人が人を殺し、奪い、傷つけ合い、更には食料として喰うような、この世界で。
その事実に……俺は本気で覚悟を決める。
ちょっと前の……あの少女の願いを叶えると言うのは、正直なところ、ただ勢いで口から出まかせを告げた感が拭えない。
勿論、彼女の願いを叶えたいという気持ちは本当だったのだが……それをどう実現するかなど、深く考えてはいなかったのだ。

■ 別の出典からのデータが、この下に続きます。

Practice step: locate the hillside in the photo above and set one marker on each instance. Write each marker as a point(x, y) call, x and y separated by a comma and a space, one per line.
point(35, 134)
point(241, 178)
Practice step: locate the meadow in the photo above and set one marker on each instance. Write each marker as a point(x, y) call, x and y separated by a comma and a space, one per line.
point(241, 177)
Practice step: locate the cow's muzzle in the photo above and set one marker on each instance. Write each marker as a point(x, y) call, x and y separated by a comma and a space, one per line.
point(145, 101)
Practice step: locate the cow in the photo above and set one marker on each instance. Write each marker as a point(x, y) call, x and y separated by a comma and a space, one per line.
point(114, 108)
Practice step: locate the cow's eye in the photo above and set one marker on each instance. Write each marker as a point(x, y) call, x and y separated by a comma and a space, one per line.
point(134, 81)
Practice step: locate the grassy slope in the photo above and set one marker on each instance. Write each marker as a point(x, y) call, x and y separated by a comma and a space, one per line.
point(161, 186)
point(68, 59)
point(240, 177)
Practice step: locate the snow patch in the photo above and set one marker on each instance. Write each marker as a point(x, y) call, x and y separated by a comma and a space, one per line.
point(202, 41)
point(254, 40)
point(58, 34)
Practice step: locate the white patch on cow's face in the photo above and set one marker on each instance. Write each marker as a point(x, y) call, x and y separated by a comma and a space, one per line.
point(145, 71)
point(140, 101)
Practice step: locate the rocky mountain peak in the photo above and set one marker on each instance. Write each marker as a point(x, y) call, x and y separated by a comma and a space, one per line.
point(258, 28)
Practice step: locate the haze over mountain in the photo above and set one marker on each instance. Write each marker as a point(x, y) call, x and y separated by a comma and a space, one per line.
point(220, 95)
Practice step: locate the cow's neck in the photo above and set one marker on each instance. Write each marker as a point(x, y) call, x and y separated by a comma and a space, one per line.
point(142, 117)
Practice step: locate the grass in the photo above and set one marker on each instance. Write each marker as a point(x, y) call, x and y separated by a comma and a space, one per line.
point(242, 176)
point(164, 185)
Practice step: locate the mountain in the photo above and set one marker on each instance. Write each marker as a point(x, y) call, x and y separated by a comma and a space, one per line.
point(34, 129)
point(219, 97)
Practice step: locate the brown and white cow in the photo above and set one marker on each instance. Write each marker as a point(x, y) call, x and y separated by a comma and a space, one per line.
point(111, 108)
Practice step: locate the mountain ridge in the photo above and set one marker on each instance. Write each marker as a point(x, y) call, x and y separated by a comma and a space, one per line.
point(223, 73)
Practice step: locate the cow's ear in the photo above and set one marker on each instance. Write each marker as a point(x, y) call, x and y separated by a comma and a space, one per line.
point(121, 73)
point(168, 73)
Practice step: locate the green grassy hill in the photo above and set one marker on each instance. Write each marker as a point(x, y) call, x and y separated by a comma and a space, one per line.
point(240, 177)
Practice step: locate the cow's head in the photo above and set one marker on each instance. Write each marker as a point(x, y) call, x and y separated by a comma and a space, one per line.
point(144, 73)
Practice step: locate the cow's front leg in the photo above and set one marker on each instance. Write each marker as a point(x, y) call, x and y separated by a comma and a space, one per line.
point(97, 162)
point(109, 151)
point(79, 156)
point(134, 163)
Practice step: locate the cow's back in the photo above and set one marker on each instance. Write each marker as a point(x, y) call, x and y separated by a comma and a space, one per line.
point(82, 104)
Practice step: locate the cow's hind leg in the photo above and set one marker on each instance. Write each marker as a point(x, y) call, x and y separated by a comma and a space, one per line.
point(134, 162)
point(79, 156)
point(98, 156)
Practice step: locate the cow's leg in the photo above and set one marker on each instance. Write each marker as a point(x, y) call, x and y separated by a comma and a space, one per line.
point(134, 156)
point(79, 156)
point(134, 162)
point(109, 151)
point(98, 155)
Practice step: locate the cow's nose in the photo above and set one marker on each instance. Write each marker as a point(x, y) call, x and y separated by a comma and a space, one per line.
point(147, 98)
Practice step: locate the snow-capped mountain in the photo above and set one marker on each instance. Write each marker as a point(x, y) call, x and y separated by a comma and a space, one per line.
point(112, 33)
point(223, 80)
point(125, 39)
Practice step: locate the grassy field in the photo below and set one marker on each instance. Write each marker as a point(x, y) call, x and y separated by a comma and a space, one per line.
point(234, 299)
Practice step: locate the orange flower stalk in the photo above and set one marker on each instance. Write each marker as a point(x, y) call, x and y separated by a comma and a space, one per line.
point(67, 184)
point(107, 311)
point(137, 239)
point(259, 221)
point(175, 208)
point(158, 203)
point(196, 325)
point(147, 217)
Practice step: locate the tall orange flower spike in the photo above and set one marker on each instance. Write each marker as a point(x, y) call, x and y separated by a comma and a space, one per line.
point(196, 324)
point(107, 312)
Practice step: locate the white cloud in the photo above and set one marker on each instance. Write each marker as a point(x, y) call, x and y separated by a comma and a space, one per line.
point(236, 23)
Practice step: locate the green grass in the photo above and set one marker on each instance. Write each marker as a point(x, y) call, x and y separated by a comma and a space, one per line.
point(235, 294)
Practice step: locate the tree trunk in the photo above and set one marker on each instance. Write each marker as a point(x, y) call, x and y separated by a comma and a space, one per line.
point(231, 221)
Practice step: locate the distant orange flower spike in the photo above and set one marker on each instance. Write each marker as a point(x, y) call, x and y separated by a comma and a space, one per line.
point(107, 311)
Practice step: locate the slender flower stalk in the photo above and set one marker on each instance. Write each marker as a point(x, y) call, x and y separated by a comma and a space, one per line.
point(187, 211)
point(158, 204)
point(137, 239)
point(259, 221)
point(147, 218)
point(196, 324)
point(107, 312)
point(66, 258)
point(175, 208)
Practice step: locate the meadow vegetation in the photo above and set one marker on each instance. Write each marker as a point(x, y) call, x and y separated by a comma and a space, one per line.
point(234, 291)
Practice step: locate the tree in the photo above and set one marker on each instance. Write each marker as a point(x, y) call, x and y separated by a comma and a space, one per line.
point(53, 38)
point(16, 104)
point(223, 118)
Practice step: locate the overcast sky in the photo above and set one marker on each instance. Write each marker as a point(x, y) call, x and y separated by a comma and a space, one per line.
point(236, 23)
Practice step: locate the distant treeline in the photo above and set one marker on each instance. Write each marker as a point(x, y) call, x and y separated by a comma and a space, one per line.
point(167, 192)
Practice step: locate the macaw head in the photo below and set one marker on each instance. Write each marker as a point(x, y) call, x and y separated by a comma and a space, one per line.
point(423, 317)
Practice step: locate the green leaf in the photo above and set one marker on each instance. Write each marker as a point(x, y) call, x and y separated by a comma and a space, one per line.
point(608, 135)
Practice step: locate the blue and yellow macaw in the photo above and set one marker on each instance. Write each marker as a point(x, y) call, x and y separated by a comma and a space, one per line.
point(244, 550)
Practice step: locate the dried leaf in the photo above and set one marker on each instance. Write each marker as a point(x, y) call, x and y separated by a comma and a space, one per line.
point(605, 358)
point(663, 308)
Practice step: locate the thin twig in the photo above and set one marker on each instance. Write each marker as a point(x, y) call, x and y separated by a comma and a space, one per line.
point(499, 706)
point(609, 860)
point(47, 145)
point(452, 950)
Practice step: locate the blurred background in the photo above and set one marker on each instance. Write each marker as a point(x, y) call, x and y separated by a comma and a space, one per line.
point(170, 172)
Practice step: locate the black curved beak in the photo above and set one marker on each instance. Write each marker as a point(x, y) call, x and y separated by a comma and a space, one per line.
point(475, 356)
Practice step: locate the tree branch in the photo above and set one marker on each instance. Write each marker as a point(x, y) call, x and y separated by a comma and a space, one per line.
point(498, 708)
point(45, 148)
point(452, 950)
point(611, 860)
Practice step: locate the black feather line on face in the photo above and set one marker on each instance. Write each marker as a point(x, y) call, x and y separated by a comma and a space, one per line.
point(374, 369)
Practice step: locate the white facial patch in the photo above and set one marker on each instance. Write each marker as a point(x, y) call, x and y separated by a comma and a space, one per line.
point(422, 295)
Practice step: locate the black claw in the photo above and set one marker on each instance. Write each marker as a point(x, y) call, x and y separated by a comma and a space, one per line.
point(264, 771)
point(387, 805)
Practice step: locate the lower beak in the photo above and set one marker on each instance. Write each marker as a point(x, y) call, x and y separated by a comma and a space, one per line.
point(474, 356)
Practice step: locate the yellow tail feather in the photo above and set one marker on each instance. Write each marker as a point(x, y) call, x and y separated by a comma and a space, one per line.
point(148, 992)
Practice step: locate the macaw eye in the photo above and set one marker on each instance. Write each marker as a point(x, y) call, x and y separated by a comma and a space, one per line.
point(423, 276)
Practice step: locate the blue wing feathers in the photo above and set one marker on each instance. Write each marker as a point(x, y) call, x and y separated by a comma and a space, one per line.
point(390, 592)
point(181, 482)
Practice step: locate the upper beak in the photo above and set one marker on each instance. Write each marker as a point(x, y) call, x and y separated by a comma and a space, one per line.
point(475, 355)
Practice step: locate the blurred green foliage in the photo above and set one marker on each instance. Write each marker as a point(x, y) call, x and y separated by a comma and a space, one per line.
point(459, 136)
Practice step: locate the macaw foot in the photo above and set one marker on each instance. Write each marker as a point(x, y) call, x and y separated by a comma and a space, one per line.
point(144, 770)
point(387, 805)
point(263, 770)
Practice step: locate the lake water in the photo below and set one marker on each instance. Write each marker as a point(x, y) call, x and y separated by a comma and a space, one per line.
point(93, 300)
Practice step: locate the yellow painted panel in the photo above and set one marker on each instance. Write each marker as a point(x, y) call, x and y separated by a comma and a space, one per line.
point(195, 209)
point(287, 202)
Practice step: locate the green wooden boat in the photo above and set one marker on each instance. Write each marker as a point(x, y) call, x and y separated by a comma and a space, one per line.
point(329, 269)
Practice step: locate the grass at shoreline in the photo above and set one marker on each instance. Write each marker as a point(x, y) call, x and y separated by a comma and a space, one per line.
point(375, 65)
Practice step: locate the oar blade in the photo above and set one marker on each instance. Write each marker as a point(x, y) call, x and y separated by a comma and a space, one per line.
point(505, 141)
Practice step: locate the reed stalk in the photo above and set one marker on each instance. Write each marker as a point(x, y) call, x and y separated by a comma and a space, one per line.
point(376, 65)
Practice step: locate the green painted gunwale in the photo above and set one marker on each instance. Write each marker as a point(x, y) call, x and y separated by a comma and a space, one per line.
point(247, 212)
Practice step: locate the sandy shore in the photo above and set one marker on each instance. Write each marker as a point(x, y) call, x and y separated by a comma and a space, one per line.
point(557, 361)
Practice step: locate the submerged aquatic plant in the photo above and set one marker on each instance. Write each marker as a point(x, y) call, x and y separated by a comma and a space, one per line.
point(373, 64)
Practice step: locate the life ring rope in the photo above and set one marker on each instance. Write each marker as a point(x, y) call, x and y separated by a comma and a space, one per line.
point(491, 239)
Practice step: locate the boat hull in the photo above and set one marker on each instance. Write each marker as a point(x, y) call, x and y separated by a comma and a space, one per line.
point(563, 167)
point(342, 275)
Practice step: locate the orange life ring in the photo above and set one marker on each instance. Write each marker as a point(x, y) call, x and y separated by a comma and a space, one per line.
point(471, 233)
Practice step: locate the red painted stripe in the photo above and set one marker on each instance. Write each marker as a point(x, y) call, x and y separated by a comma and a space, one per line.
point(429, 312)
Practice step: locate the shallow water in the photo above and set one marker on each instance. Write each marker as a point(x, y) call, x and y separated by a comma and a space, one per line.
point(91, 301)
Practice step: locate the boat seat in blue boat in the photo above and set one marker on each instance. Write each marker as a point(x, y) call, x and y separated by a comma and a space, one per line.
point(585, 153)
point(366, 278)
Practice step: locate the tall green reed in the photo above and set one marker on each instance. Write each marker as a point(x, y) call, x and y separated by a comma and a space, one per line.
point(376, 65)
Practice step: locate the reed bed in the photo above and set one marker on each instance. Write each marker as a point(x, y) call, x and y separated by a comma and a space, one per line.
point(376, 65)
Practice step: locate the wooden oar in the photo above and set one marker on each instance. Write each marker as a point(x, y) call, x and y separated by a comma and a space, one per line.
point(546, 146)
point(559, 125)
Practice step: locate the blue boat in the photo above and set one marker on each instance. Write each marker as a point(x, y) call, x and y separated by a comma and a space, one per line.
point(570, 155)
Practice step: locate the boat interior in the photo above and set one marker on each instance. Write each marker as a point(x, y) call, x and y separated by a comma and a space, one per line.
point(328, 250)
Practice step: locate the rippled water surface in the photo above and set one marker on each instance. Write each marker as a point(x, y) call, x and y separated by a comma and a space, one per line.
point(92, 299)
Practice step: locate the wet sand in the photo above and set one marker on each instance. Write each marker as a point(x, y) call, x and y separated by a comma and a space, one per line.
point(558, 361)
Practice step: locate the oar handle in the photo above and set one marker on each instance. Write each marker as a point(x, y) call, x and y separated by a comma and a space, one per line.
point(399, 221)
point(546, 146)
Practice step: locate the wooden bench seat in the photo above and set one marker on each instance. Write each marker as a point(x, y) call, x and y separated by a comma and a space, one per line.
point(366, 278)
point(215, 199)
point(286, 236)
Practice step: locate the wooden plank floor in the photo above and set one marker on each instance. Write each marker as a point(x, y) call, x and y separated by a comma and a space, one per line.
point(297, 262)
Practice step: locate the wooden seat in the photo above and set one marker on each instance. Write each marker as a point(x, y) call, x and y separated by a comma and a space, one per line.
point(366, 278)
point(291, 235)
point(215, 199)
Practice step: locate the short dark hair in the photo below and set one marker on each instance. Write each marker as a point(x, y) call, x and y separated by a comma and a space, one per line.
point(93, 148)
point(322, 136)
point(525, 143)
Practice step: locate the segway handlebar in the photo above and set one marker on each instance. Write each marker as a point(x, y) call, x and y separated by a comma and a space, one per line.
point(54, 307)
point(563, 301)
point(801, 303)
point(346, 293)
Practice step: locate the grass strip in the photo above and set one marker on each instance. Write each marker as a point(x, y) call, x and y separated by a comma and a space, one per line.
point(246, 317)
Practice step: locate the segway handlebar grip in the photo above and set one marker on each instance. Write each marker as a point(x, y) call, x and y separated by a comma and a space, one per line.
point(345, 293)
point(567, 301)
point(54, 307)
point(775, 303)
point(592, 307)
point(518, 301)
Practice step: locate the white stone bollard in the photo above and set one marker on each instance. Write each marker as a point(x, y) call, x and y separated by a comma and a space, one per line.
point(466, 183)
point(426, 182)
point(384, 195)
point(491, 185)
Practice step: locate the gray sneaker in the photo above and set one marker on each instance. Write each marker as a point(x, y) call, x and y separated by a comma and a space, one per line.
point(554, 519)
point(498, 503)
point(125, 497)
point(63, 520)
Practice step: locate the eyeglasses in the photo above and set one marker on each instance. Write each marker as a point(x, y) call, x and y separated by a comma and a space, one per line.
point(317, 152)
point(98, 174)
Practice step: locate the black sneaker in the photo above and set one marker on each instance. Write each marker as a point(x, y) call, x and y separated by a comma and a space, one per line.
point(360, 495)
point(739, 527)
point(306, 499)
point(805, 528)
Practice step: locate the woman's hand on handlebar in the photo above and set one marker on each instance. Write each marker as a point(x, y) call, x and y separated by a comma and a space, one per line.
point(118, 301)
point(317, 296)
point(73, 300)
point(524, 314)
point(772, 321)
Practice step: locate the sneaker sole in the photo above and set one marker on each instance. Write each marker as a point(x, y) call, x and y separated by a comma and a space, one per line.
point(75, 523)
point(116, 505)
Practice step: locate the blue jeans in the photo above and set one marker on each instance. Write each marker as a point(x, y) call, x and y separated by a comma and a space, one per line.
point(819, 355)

正直、「この権能を使えば何とかなるだろう」という程度の気持ちだった。
……だけど。
女神そのものとも言える彼女の願いは……俺の全身全霊を賭しても叶える価値がある、んじゃないだろうか?
──なら、必要なものは、まず、何だ?
「……堕修羅・よ。
俺は、連中の指揮を・執ってくる。
お前は・俺たちの家に・帰っていてくれ」
考え出した俺を見て、ベーグ=ベルグスはそう告げると、俺に背を向け、近くの怪我人のところへと走り去って行った。
恐らく……俺が真剣に何を考え始めたのか、察したのだろう。
その上で、付き合ってられないと感じたのか、それとも族長代理としての立場を優先したのか。
俺は立ち去って行く巨漢と、その周囲の『仮面』の一族の姿を眺めながら……自分が何をすべきか、真面目に考え始めたのだった。